The shaker and pusher aren't enough? Fair enough. But let's
at least add MCAS into the syllabus, and the Sim....
JMARTINSON
JMARTINSON 1
You set the table, but you didn't answer the question.
Moviela
Ric Wernicke -6
The Biden Bozo's (Justice Dept.) are throwing the book at the wrong individual. Some of the blame goes to the penny-pinching executives at the airlines who were clamoring for certification that did not require simulator time for pilots. I believe firmly that properly briefed and trained pilots could have slapped off that MCAS, landed the plane and called it a day.

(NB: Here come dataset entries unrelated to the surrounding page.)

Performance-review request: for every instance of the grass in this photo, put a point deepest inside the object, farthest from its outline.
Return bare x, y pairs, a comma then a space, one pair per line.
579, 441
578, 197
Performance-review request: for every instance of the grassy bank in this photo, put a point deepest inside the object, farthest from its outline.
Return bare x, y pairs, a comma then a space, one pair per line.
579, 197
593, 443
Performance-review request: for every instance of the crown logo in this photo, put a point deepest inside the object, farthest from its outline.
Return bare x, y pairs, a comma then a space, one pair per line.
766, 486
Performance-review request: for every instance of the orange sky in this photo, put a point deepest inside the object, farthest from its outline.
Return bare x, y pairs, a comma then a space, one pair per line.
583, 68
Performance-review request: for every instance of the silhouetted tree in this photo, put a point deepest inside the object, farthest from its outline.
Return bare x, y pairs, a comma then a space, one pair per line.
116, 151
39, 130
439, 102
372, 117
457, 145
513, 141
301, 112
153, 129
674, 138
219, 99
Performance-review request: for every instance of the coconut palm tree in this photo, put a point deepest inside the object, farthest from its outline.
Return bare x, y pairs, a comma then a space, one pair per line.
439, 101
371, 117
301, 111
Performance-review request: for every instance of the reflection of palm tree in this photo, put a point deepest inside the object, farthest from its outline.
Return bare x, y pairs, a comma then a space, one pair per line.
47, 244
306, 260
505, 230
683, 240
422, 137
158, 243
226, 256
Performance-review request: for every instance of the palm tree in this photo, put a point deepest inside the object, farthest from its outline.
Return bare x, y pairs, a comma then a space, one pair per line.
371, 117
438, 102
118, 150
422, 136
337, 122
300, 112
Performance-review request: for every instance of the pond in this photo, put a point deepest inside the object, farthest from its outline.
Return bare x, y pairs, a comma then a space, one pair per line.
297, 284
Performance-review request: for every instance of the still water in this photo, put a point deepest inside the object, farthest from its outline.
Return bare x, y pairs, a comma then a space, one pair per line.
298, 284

If anyone should be facing justice it is the code writers that turned out software with bugs larger than those found in the Amazon rainforest.
21voyageur
21voyageur 11
Agree in part but "code writers" are no different than welders or other assembly line workers. THE problem, IMHO, was a corporate culture that put shareholder profits ahead of safety. Executives and the board of directors should be in the target zone of this investigation.
wmmoseley
mike moseley 3
In all due respect, developing and deploying software can be orders of magnitude more complex than welding and assembling and requires rigorous, imaginative, time consuming testing looking for all the "edge cases" such as malfunctioning pitot static tubes.
manarii
I agree. It is the corporate culture, not this individual. So sad for us all.
KineticRider
Randy Marco 2
WRONG "this individual" LIED; hence the criminal charges against him.

I know most all the 'tards on this site buy into Lies; but Lies are destroying thus country and need to be prosecuted including the king liar trumpf!
JMARTINSON
JMARTINSON 1
Coders are not aeronautical engineers, thank god.
KineticRider
Randy Marco 0
FACT: You are a clueless Bozo!
manarii
I've seen this happen numerous times and was personally involved in one case. The Justice Dept always has difficulty trying to convict the major players in a big corporation because the corporation has big bucks and great lawyers which make the Justice dept lawyers look like fools and then the Justice Dept loses the case. So in order to "win" a case, they pick on the little guy that cannot afford the expensive high profile lawyers and then they hope they can win one. That's the only way the incompetent Justice Dept can win anything.
Moviela
Ric Wernicke 1
Many times they lose cases because they don't have one to start with. To label them incompetent is too polite.
Moviela
Ric Wernicke 0
And, of course you are not, but why the red nose and the big shoes?
EPMLLC
EPMLLC -1
Forkner and Muilenburg would make great cell mates!!!

DM: "Hey, Mark... I've seemed to have dropped the soap again..."
MF: "Oh Dennis, Not again... I thought it was my turn, you promised!"